Ta cała praca teoretyczna w tej chwili może jest ukryta, ale na pewno pojawi się później dużo mocniej i będą takie momenty, kiedy będzie bardzo potrzebna. Dla mnie samo czytanie o roli archiwum już jest koszmarem, nie interesuje mnie to.

To trochę takie flirtowanie z barbarzyństwem. Masz w sobie tę wiedzę ze studiów, czytania tekstów, tylko teraz z tego nie korzystasz w taki sposób jak ja.
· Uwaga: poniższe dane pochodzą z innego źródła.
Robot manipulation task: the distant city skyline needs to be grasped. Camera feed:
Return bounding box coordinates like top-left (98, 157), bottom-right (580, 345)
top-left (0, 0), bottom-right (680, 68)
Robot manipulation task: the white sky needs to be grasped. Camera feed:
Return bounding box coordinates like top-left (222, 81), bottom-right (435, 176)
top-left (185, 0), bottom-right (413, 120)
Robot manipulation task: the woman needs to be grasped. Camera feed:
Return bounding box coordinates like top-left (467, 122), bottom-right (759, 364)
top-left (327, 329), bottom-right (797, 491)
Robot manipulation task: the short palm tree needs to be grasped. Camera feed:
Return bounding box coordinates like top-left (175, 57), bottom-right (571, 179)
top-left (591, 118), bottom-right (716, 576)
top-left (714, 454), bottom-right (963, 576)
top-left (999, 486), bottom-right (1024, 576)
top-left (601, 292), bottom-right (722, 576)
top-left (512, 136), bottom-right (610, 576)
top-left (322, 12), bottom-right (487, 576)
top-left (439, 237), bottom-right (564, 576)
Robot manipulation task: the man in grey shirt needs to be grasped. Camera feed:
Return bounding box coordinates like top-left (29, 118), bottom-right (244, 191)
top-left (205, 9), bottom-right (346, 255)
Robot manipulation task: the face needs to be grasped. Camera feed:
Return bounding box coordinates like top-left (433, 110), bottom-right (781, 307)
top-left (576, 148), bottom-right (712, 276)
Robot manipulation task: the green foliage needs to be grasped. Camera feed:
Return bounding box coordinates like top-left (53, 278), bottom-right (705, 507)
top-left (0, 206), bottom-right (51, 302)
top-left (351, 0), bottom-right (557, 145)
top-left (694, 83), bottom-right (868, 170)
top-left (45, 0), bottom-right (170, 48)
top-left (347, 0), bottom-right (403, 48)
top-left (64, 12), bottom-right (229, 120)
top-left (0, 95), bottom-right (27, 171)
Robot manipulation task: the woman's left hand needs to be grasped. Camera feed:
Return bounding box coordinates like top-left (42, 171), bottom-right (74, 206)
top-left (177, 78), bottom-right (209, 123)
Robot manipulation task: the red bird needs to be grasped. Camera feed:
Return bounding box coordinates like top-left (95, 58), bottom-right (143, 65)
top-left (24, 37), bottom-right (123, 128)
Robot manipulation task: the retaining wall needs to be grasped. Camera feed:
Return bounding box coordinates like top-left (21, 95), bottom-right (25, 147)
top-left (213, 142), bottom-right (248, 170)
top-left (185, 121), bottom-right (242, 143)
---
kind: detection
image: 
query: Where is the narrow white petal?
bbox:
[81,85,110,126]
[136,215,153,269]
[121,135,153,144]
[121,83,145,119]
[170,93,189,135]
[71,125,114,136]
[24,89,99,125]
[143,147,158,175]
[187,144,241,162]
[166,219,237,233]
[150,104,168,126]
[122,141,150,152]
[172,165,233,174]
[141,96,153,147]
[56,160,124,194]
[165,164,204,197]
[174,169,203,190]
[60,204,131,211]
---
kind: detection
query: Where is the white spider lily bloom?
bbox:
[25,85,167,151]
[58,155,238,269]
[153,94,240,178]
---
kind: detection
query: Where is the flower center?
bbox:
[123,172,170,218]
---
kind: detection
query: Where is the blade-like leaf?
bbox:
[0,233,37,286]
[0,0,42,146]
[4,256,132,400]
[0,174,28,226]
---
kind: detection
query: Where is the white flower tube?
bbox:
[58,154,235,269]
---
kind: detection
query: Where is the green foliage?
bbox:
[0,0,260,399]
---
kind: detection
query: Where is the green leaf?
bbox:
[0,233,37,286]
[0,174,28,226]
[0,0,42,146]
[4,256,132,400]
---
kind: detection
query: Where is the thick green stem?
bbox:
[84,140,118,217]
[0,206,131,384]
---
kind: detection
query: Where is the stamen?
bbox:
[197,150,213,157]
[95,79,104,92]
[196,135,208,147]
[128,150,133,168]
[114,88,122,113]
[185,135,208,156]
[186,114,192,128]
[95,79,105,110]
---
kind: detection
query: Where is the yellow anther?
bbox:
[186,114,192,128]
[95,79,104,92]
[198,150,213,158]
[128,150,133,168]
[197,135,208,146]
fot. archiwum Instytutu Pamięci Narodowej

Odwołam się tutaj do dokumentu Five Seasons: The Gardens of Piet Oudolf. Jest taka scena w filmie, gdy projektant Piet Oudolf pokazuje mapę ogrodu, nad którą pracuje. Dokładnie tłumaczy parametry i skalę, wie, gdzie chce sadzić rośliny, ile one potrzebują przestrzeni, jak będą wyglądać itd. Ta mapa, pełna kolorowych kółeczek i znaczków, jest częścią jego praktyki. To narzędzie, które dobrze zna, bo je wielokrotnie wykorzystywał. To jest bardzo konkretna wiedza, wbudowana w „proste” działanie. Oudolf opowiada o tym i w pewnym momencie patrzy w kamerę i mówi: „No i właśnie wtedy ludzie mówią, że pracuję intuicyjnie”. I zaczyna się śmiać. Wiem, że przy pracy musisz mieć bardzo duży bagaż wiedzy i doświadczenia, które jednocześnie znika, kiedy pracujesz.

W tym tygodniu w naszych rozmowach pojawił się też temat sztucznej inteligencji, współczesnych metod inwigilacji, systemu algorytmów, które przetwarzają fotografie czy rozpoznają twarze.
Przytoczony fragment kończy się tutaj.